Test: Pioneer DJM-450, DJ-Mixer

Ein Booth- oder Record-Ausgang findet sich leider nicht, was ich beides als bedauerlich empfinde. Während man über den Cinch-Ausgang des Master 2 noch ein Aufnahmegerät anschließen könnte (sofern der Ausgangspegel ein Einpegeln am Aufnahmegerät nicht unmöglich macht), ist ein getrennt regelbarer Booth-Ausgang doch immer goldwert. Er könnte Booth- wie auch Rec-Out in einem sein. Schade.
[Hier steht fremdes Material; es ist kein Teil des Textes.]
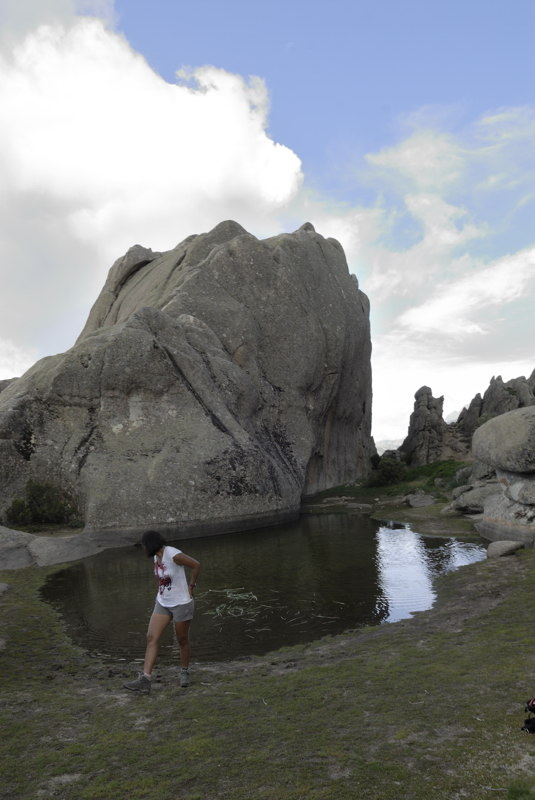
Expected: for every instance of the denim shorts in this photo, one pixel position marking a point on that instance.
(180, 613)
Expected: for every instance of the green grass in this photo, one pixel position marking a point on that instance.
(428, 707)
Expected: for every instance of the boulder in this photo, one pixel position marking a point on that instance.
(507, 442)
(499, 398)
(212, 387)
(470, 499)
Eingangsseitig gibt es einen Mikrofoneingang in Form einer 6,3 mm Klinkenbuchse. Der Mikrofonkanal ist in sehr minimaler Form vorhanden. Ein Level- und ein Tone-Regler, von Low bis Hi, finden sich. Dazu gibt es einen Aux-In, der mit Cinch-Buchsen auf der Rückseite vertreten ist, ein kleiner Level-Regler findet sich über dem Mikrofonkanal.

Klein aber vorhanden: Mikrofon-Kanal und Aux-In

Klein aber vorhanden: Mikrofonkanal und Aux-In

Nun, am DJM-350 waren der Mikrofonkanal und der Aux noch gemeinsam, dafür gab es ein einen 2-Band-EQ und einen Ein- und Ausschalter. Der DJM-450 aber braucht ein wenig mehr Platz an der Oberseite.

Bereits rein äußerlich hat man dem DJM-450 das Layout der großen Modelle verpasst. So sind alle Bedienelemente auf einer leicht matten, schwarzen Oberfläche platziert. Aber auch von den Funktionen her hat man sich an der Technik der Großen bedient.

So hat man dem kleinen 2-Kanal-Mixer natürlich wieder eine Effekt-Sektion verpasst. Während der DJM-350 noch vier Effekte (Jet, Gate, Crush und Filter) durch Wahl über vier Tasten bot, bietet der DJM-450 nun klassisch per Drehschalter wählbare eine Mehrzahl an Beat-Effekten.

Wie man an den großen silbernen Potis in den Kanal-Zügen gekonnt erkennen kann, bietet der kleine Mixer aber noch mehr.

Mit an Board: 4 Sound Color FX

Mit an Board: 4 Sound Color FX

Vier Sound Color Effekte finden sich zusätzlich und bringen den kleinen Mixer damit hinsichtlich der Effekte auf hohes Niveau. Wenn man nun noch erwähnt, dass es einen Send-/Returm gibt, klingt es alles in allem richtig gut.

Wie am Anfang dieses Punktes genannt, gibt es eine Funktion, die der DJM-450 nicht hat, die der DJM-350 bieten konnte: „Verloren“ gegangen ist die Funktion, direkt am Mixer per Knopfdruck und USB-Schnittstelle das Master-Signal aufzunehmen oder von einem USB-Speichermedium abzuspielen.

Die Möglichkeit generell ist eigentlich eine sehr praktische Lösung, heute vielleicht nicht mehr unbedingt notwendig, da Handheld-Recorder häufig vorhanden sind, beim Nutzer selbst oder im Freundeskreis, oder aber DJ-Softwares die Möglichkeit selbst bieten, ein Set aufzunehmen. Leider aber bietet wie beschrieben der Pioneer DJM-450 keinen Rec-Ausgang, so dass diese Möglichkeit nicht in Betracht gezogen werden kann. Fail, Pioneer DJ!